Byrne argued that, had Ivins used the lypholizer to dry the anthrax, it would have left evidence.

He reiterated that if the laboratory’s equipment (lypholizer) had been used to lypholize that powder, you would have been able to find evidence of it pretty easily (76/23). The powder would have gotten everywhere insider the lypholizer.

And Andrews explained that the volume the equipment in Ivins’ lab was insufficient to make the amount of spores used in the attack.

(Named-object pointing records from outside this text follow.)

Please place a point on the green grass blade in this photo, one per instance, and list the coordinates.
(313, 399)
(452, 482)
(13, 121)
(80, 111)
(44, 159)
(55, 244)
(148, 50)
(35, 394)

Dr. Andrews stated: “No, I don’t believe he had the equipment, in my opinion.” He said that the equipment in BSL3 had limitations in that the lypholizer was a low-volume lypholizer that could handle maybe up to 50 mils at a time in separate small tubes. He opined “where would he do it without creating any sort of contamination is beyond me, but it has been speculated that the lypholizer may have been moved into a Class 2 Biological Safety Cabinet to prevent spores from flying everywhere. I would think the physical size of the lypholizer would be difficult to get the entire, or the speed vac to get the entire apparatus under the hood. It might be possible to get the apparatus under the hood; however, there would be contamination of it inside the hood if that was the case.

Byrne and Andrews also address Ivins’ training–that is, lack of training on weaponizing anthrax.

Right now, to try to salvage this suit, the government is arguing that the plaintiffs have no evidence of anyone else making the anthrax, but that since Ivins’ supervisors didn’t think he had the capability to make the anthrax, the government can’t be held liable for the anthrax that killed Bob Stevens.

But along the way, evidence like this–as well as further evidence that Ivins didn’t have sole control of the anthrax–is making it more and more clear that the government hasn’t solved this case.